If the former television and radio repair man can get Real Madrid midfield magician Modric and Ivan Rakitic on tune, Croatia threaten to be one of the teams to watch at the tournament which starts in Paris on Friday.
“We are among the 10 best squads at Euro in quality,” Cacic told Agence France-Presse in an interview at Croatia’s training camp at the Adriatic town of Rovinj. The squad leave for France on Tuesday.
Cacic is happy to have a 23-man “mix of really talented young players and experienced ones from major European clubs.”
Dinamo Zagreb midfielders Ante Coric, 19, is the youngest in the team led by veteran captain Darijo Srna of Ukraine’s Shakhtar Donetsk. Srna has said Euro 2016 will be his farewell to international national duty.
“We have a symbiosis of youth and experience but also something what others maybe don’t—a passion for national jersey since it is one of the symbols of patriotism” for the nation of 4.2 million people, Cacic said.
The 62-year-old, coach since last September, said Croatia’s main asset is its “concentration of high-quality players from the strongest European leagues and best European clubs.”
On top of Modric and Mateo Kovacic of European champions Real Madrid, there is Barcelona’s Rakitic, Juventus’ Mario Mandzukic or Inter Milan pair Ivan Perisic and Mateo Brozovic.
Modric, Rakitic and Mandzukic won the past four Champions league titles with their clubs: Real Madrid, Barcelona and Bayern Munich.

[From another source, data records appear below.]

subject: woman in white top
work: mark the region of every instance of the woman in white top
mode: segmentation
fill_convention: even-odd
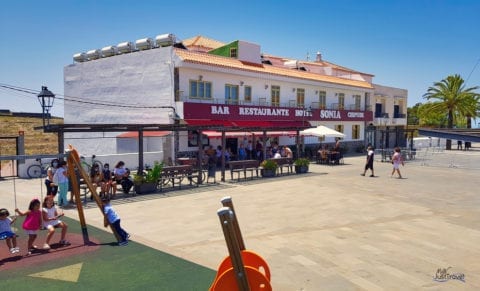
[[[43,226],[47,229],[47,239],[45,244],[43,245],[44,250],[50,249],[50,240],[52,239],[53,234],[55,233],[55,228],[60,227],[62,229],[62,234],[60,238],[60,245],[67,246],[70,245],[68,241],[65,240],[65,236],[67,235],[68,225],[59,220],[59,217],[63,216],[63,213],[58,214],[57,208],[55,207],[55,203],[53,202],[53,197],[47,195],[43,200],[42,205],[42,216],[43,216]]]
[[[392,156],[392,164],[393,164],[393,169],[392,169],[392,174],[390,177],[393,177],[395,172],[398,173],[398,178],[402,179],[402,174],[400,173],[400,164],[404,166],[403,158],[402,158],[402,151],[400,150],[399,147],[395,148],[395,153]]]

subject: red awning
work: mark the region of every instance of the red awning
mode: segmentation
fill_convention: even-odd
[[[202,134],[208,136],[209,138],[221,138],[222,137],[222,132],[221,131],[215,131],[215,130],[204,130],[202,131]],[[225,136],[226,137],[243,137],[246,135],[251,135],[252,133],[249,131],[226,131]]]
[[[221,138],[222,137],[222,132],[221,131],[215,131],[215,130],[205,130],[202,131],[202,134],[205,134],[209,138]],[[263,136],[263,131],[226,131],[225,132],[225,137],[245,137],[245,136]],[[294,137],[297,135],[296,131],[290,130],[290,131],[268,131],[267,130],[267,136],[270,137],[277,137],[277,136],[289,136],[289,137]]]
[[[144,131],[143,137],[162,137],[167,136],[171,131]],[[117,138],[138,138],[138,131],[129,131],[117,135]]]

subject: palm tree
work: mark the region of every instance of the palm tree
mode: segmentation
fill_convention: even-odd
[[[476,92],[479,87],[464,88],[464,80],[460,75],[448,76],[428,88],[423,98],[435,100],[429,111],[447,113],[447,128],[453,128],[454,117],[471,118],[477,116],[477,107],[480,95]],[[452,149],[452,140],[447,139],[447,150]]]

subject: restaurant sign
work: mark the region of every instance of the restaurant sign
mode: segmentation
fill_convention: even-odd
[[[371,111],[184,103],[185,119],[371,121]]]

“We are all extremely proud of that,” Cacic said. “Being champions those players have additional self-confidence which is spilling over on everyone in the team. This is a great asset which makes us optimists.”
Croatia should be “aware that we are good, that we can play and win against any team the world.”
Croatia begin their tough Group D campaign against Turkey in Paris on Sunday. They face Czech Republic in Saint-Etienne five days later and Spain in Bordeaux on June 21.
Cacic said the group was “among the toughest” but the timetable suited him.
“It is good that we don’t face Spain at the start. You cannot expect to dictate the rhythm and get favourable results against a team like that.”
“Of course one cannot do that against Turkey either,” he added. But Cacic insisted the results of matches between the two showed “we can face Turkey on an equal foot.”
Turkey, who like Croatia made their Euro debut in 1996, have only beaten Croatia in official competition in 3-1 penalty shoot-out in the Euro 2008 quarter-finals.
Croatia gained independence from the former Yugoslavia after a war 25 years ago. It has qualified for nine of the 11 European Championship finals and World Cups since then.
Their best result was third place at the 1998 World Cup in France.
Davor Suker, now the Croatia football federation head who finished the tournament’s top scorer, and legendary captain Zvonimir Boban, now a FIFA deputy secretary general, still inspire fans. The team became known as “the Fiery Ones”.
“That was the moment when Croatia stood out from average. We are still recognised by that bronze,” Cacic said .
“Croatians were passionate about the team, we were a young nation, and that support from fans, the energy coming from the stands, helped our players to achieve what they did.”
Cacic, whose appointment raised criticism from fans worried about his lack of success as a coach, said that “with all the good players we have now, we must do our utmost to get close to what the ‘Fiery Ones’ achieved in 1998.”
He acknowledged a lack of strength in defense, but said “we can overcome it as a team.”